W którymś momencie dostrzegliśmy czerwony rozklekotany samochód terenowy. Mijał
nas wiele razy. Z góry zawsze jechał pusty, pod górę wywoził paralotniarzy. Gdzieś
po drodze odbijał w bok, widocznie dalej szlak był zbyt stromy. Tylko raz jakiś
nieszczęśnik z ogromnym pakunkiem na plecach pędził pod górę znacząc kamienie kroplami
potu. Może się nie dogadali.
Przy słupach energetycznych widać już maszt
na szczycie. Niby jest tuż tuż, niedaleko. Tak naprawdę mamy za sobą niewiele
ponad połowę drogi, licząc od zapory. Ławeczki pod słupem zapraszały, było
jednak za gorąco na postój w pełnym słońcu. Mimo wszystko warto tu posiedzieć
chwilę, choć to brzęczenie drutów może trochę przerażać. Dalej było jeszcze
bardziej stromo niż dotychczas. Co chwila słyszeliśmy jakieś głosy, początkowo
nie wiedzieliśmy skąd dochodzą. A to paralotniarze urządzali sobie pogaduchy nad
naszymi głowami. Niestety, zasłaniały ich korony drzew.
Wreszcie wyszliśmy z
lasu, zostało podejść do toru saneczkowego. Na szczycie chwilę podziwialiśmy panoramę,
zrobiliśmy parę zdjęć i ruszyliśmy dalej. Naszym celem była Kiczera, położona za zbiornikiem wodnym.
Czerwony szlak ze
szczytu prowadzi kawałek asfaltową drogą, dalej wiedzie ścieżką wzdłuż
ogrodzenia zbiornika. Idąc podziwialiśmy nadludzką siłę rowerzystów
podjeżdżających pod górę. Przy kapliczce
zwątpiliśmy. Sądziliśmy, że jesteśmy na miejscu, ale nic nie było
widać, wszędzie rosły drzewa. A zależało nam na zrobieniu zdjęcia zbiornika. Zastanawialiśmy
się czy jednak nie popełniliśmy pomyłki. Rzeczywiście tak się stało. Powód był
prozaiczny – nie spojrzeliśmy ponownie na mapę. Wszystko się wyjaśniło i poszliśmy
dalej.
Kiczera (827
m n.p.m.) jest nieco wyższa od Żaru. To może 50 minut dodatkowego marszu, z
łagodnym podejściem na koniec. Już z daleka widać ludzi na maleńkiej, złotej polance.

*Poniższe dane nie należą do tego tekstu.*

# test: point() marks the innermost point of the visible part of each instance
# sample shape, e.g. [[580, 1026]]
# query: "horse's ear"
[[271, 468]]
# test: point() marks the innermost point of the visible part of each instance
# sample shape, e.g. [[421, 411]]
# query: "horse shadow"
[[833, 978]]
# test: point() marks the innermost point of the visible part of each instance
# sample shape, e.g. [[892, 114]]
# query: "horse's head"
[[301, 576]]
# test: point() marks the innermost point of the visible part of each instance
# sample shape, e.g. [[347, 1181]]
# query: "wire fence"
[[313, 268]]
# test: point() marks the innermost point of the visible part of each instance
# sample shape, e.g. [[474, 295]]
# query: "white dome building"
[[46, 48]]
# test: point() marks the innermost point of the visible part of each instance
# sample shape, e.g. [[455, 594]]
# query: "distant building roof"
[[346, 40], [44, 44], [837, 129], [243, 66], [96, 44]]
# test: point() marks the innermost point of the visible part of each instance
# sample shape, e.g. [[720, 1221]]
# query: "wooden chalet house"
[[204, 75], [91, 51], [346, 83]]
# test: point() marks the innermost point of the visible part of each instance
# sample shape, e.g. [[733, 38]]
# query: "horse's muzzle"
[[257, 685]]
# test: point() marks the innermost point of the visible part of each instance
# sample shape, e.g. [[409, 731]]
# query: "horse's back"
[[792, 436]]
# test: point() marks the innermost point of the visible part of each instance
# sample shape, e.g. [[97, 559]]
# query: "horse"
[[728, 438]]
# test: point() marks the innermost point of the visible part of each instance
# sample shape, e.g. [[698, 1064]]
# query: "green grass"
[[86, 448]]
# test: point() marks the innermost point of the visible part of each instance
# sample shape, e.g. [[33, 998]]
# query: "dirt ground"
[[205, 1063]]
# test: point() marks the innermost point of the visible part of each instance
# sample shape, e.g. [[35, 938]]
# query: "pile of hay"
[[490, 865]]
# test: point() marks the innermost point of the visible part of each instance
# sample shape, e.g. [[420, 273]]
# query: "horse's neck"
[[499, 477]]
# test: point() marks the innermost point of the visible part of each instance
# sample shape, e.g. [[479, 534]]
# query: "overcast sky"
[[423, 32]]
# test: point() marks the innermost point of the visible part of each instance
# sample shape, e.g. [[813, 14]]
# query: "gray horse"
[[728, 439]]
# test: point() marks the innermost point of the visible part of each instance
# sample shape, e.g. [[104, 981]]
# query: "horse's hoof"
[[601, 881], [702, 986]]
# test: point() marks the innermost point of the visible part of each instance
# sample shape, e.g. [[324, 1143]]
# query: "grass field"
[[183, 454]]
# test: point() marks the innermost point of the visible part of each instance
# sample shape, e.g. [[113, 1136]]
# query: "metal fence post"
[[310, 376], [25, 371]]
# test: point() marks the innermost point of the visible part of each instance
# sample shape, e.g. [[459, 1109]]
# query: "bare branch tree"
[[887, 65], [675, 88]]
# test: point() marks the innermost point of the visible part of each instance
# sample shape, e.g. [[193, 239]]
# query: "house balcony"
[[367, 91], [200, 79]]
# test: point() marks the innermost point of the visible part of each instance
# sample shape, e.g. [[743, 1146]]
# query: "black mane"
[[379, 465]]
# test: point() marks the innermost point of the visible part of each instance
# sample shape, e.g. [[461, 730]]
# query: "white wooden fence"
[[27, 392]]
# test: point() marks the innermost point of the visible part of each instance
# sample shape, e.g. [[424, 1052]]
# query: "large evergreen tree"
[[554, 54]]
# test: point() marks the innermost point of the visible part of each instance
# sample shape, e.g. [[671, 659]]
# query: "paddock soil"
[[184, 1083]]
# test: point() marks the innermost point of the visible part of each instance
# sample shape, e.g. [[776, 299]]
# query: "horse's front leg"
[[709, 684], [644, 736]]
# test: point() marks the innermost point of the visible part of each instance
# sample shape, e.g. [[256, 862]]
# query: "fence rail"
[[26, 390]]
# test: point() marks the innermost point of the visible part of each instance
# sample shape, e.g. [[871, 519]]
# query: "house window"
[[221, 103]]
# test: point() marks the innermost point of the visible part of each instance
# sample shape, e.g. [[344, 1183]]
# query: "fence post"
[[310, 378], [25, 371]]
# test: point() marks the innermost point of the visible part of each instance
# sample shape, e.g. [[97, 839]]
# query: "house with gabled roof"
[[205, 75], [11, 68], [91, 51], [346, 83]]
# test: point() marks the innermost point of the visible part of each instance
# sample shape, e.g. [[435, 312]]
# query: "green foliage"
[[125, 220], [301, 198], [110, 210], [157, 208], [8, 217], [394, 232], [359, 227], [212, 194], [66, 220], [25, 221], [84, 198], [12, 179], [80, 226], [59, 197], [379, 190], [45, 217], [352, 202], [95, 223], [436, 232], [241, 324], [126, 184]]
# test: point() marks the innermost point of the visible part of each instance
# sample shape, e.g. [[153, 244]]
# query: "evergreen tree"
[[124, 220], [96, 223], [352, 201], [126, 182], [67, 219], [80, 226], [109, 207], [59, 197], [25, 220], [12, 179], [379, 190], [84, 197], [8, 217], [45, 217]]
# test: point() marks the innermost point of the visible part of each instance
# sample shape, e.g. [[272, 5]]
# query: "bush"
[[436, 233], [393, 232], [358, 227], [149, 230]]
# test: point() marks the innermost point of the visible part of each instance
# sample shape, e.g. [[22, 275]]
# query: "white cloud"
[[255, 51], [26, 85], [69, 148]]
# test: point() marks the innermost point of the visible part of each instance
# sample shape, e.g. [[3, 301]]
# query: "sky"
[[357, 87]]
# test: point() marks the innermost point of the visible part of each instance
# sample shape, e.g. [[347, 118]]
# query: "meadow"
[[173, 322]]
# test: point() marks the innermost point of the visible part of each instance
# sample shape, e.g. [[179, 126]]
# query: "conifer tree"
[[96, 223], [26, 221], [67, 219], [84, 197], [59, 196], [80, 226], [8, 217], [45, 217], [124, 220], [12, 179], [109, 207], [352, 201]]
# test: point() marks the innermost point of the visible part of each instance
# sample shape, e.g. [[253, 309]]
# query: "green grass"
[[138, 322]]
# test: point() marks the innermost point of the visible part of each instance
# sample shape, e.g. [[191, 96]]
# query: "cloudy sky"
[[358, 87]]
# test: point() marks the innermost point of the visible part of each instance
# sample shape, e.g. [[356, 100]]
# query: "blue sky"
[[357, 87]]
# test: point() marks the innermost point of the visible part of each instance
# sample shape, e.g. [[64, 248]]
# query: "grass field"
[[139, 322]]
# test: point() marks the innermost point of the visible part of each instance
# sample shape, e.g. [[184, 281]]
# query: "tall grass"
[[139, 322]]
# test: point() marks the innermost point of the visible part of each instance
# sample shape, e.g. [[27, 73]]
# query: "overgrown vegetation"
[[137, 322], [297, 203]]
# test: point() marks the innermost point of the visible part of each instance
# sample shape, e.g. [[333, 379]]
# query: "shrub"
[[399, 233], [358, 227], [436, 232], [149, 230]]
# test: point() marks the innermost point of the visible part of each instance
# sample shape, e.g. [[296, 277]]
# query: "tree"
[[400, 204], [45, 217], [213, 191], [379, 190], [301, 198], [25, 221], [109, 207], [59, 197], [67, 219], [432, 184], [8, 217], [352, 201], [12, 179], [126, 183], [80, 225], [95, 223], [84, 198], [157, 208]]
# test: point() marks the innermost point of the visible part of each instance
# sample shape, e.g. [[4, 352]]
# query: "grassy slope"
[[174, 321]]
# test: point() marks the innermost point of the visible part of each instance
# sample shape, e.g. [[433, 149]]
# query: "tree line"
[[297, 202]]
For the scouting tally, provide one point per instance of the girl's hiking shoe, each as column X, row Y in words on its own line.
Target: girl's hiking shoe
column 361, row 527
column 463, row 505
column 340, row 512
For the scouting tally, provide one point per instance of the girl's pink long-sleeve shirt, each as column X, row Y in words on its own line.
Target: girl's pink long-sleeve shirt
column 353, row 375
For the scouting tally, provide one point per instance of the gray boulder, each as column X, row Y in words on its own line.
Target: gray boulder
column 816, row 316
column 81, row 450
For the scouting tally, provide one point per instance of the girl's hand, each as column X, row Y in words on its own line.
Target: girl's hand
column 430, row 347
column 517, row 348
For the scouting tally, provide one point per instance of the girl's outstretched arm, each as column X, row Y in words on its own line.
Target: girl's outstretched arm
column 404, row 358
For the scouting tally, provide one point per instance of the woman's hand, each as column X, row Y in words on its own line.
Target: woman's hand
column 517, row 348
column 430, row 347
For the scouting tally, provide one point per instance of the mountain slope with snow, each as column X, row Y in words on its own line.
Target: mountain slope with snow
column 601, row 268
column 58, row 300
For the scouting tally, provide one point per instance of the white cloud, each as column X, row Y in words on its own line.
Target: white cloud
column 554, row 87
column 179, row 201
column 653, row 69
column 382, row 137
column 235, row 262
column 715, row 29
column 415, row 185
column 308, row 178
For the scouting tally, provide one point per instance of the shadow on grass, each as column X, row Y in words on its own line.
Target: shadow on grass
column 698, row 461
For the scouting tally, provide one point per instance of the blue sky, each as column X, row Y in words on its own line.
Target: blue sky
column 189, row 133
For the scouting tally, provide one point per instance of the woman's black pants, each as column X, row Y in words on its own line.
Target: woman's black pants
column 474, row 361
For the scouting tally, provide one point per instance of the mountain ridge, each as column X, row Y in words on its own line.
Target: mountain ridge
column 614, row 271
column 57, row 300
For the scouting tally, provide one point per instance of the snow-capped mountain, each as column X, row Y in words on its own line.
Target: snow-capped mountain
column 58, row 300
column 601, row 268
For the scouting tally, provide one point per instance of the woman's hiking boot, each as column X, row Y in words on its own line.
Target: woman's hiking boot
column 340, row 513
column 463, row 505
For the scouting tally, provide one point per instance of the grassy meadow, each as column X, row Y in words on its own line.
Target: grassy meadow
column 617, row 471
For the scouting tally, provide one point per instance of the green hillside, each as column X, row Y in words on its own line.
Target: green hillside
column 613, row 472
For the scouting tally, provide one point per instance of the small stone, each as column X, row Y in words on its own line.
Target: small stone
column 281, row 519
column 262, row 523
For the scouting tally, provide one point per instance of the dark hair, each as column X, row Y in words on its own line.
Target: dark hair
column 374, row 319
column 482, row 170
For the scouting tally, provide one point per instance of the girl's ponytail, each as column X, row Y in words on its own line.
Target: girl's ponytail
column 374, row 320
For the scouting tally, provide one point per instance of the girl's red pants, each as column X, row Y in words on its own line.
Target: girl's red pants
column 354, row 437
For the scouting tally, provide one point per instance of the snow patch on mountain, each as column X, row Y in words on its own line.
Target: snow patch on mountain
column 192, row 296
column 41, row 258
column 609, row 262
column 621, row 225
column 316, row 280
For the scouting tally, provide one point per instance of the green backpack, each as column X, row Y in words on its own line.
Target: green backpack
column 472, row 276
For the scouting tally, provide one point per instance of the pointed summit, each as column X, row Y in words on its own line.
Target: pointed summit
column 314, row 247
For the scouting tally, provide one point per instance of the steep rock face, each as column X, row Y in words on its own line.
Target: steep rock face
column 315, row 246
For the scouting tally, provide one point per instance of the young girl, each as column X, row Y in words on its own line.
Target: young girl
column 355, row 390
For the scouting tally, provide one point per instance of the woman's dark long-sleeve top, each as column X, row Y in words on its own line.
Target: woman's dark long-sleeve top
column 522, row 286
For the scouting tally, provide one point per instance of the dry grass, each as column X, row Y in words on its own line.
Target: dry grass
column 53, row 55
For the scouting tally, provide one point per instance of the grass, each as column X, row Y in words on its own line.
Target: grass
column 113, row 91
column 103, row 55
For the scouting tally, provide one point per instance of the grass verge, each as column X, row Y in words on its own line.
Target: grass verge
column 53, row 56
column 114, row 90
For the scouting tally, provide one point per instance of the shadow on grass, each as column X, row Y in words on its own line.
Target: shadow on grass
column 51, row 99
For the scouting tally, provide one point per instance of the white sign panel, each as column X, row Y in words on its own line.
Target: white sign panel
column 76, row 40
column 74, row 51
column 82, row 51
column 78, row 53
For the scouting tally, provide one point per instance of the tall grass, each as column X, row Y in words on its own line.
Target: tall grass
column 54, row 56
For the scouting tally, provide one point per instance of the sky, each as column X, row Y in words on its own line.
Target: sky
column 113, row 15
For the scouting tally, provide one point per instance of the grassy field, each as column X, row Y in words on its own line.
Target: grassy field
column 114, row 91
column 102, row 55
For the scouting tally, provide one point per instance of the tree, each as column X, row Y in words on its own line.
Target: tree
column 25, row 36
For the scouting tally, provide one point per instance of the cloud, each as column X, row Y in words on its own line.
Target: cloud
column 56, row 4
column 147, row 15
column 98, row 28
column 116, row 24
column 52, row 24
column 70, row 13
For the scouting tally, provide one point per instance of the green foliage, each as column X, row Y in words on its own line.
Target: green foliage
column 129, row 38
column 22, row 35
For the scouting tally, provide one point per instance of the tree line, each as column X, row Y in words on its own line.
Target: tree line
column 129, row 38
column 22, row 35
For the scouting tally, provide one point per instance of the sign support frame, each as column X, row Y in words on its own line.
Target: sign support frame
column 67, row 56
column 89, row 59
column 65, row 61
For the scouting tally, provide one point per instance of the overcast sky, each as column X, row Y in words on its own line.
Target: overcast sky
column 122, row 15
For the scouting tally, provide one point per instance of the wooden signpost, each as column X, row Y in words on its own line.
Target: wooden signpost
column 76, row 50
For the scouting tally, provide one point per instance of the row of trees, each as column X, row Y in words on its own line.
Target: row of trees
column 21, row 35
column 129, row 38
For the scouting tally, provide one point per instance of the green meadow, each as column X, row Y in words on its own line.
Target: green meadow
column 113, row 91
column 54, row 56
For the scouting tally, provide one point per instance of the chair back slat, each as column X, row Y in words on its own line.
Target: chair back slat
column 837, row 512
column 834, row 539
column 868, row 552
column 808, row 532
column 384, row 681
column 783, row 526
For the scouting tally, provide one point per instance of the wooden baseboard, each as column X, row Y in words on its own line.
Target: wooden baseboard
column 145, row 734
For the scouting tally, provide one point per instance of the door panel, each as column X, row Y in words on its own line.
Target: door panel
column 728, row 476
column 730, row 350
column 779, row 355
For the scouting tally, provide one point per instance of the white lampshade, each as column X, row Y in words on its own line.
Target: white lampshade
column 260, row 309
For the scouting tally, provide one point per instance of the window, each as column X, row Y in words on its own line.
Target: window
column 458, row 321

Zachwyciło nas to, co ujrzeliśmy, gdy i my tam dotarliśmy. Dopiero z tej
perspektywy zbiornik ukazuje rzeczywiste rozmiary, widać skalę ingerencji w otoczenie,
ogrom ludzkiej myśli technicznej i możliwości wykonawczych. Wszystko robi
wrażenie.
Elektrownia
Porąbka-Żar powstała pod koniec lat siedemdziesiątych XX wieku.
Taki pomysł zrodził się dużo wcześniej, już przy okazji budowy zapory w Porąbce
(lata przedwojenne). Wskazywano na możliwość wykorzystania Jeziora
Międzybrodzkiego oraz korzystne warunki do zbudowania blisko siebie kolejnych
zbiorników i uzyskanie dzięki temu dużego spadu wody (440 m). Plany
zrealizowano. Dla potrzeb elektrowni na szczycie Żaru zbudowano zbiornik w kształcie deltoidu. Jego
długość wynosi około 650 m, szerokość około 250 m. Zbiornik stanowi górne ujęcie wody. Do elektrowni woda
spada dwiema nachylonymi pod kątem 36° sztolniami, długość każdej z nich wynosi
872 m. Na dole sztolnie rozdwajają się jeszcze, tworząc sztolnie turbinowe.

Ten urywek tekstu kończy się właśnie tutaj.